The thing is that any automated tool will suffer from the translated module name as it cannot transform #include directives.
Apr 04 2013
parent "Moritz Maxeiner" <moritz ucworks.org> writes:
On Thursday, 4 April 2013 at 18:31:59 UTC, deadalnix wrote:
 On Tuesday, 2 April 2013 at 15:30:53 UTC, Moritz Maxeiner wrote:
 I've not seen any mention about that under the "Documentation" 
 category and I've only found posts about that after explicitly 
 searching for that problem right now. I'm sorry for not 
 knowing about that, but if that is such a critical problem, it 
 may be sensible to document it in an article, e.g. "Compile 
 time function evaluation", under dlang.org's "Documentation" 
 category - I expected dmd to not use more memory for CTFE 
 operations than D would for runtime operations.
I'd prefers see the problem fixed than documented. Anyway it is real, and should be considered now.
For the internal C bindings I'll stick with the CTFE (although I'll try to minimize/optimize its use).
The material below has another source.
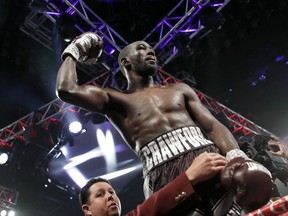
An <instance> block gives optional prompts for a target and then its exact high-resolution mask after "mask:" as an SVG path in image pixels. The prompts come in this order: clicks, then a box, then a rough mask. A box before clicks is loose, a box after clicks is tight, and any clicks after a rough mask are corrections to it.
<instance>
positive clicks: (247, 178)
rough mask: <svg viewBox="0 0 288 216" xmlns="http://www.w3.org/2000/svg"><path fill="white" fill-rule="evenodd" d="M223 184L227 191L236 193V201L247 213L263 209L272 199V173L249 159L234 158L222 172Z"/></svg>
mask: <svg viewBox="0 0 288 216" xmlns="http://www.w3.org/2000/svg"><path fill="white" fill-rule="evenodd" d="M239 151H240V150H239ZM243 153H244V152H243ZM244 154H245V153H244ZM221 183H222V185H223V186H224V187H225V188H226V190H228V191H231V190H232V191H234V192H235V201H236V202H237V203H238V204H239V205H240V206H241V207H242V209H243V211H244V212H245V213H248V212H251V211H253V210H256V209H258V208H261V207H262V206H264V205H266V204H267V203H268V202H269V200H270V198H271V193H272V183H273V180H272V176H271V173H270V171H269V170H268V169H267V168H266V167H264V166H263V165H262V164H260V163H258V162H256V161H253V160H251V159H249V158H248V157H247V158H245V157H242V156H237V157H234V158H232V159H231V160H230V161H229V162H228V163H227V165H226V166H225V168H224V169H223V170H222V172H221Z"/></svg>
For the deimos-llvm pull request I used CTFE as well, but Jens already said that he thinks it's more natural to use multiple branches for supporting different LLVM versions (See here: https://github.com/jkm/deimos-llvm/pull/2) and llvm-d now supports using deimos-llvm as a replacement for its internal C bindings, so if the CTFE is a serious problem for someone, using deimos-llvm once he has integrated the split the CTFE into the branches would be the best option, I think.
 Regardless of that, the llvm-d's D API will need to include 
 all of the C API bindings anyway (however they may be done) 
 and llvm-d's internal C bindings exist primarily for the use 
 of the D API. If you only want the C bindings anyway, consider 
 using deimos-llvm. I've forked it and am going to update it to 
 3.2 and 3.3svn: https://github.com/Calrama/deimos-llvm
I don't think all modules need to, but you know better than me.
At present not yet, but since all LLVM C API functions wrap around LLVM's C++ class functions (except a few globals, which wrap around C++ globals) afaik to mimic as much of the LLVM hierarchy as possible, all these wrapper functions will be needed. I'll only be able to tell for sure once I'm finished, though and judging be the amount of work left that's going to take a while.
 I don't use C header -> D module in llvm-d's internal C 
 bindings, llvm-d's D API, however, can use either llvm-d's 
 internal C bindings or (soon) deimos-llvm. I do not consider 
 it pointless to raise the point that if you (the user, not you 
 specifically) want to have a C header -> D module translation 
 you can use deimos-llvm together with llvm-d's D API without 
 llvm'd internal C bindings, that's all.
The thing is that any automated tool will suffer from the translated module name as it cannot transform #include directives.
I'm not quite sure where you'd use an automated tool here that needs to be aware of any translation from C to D but if you do why not change the tool to make it aware of the constant/type/functions approach - It's not something I invented or actually new, see Derelict for example... In any case, if you really need that, go with the deimos-llvm bindings. All you have to do is use "-version=DEIMOS_LLVM" and the internal C bindings won't even be imported by the D API and subsequently don't have to be compiled.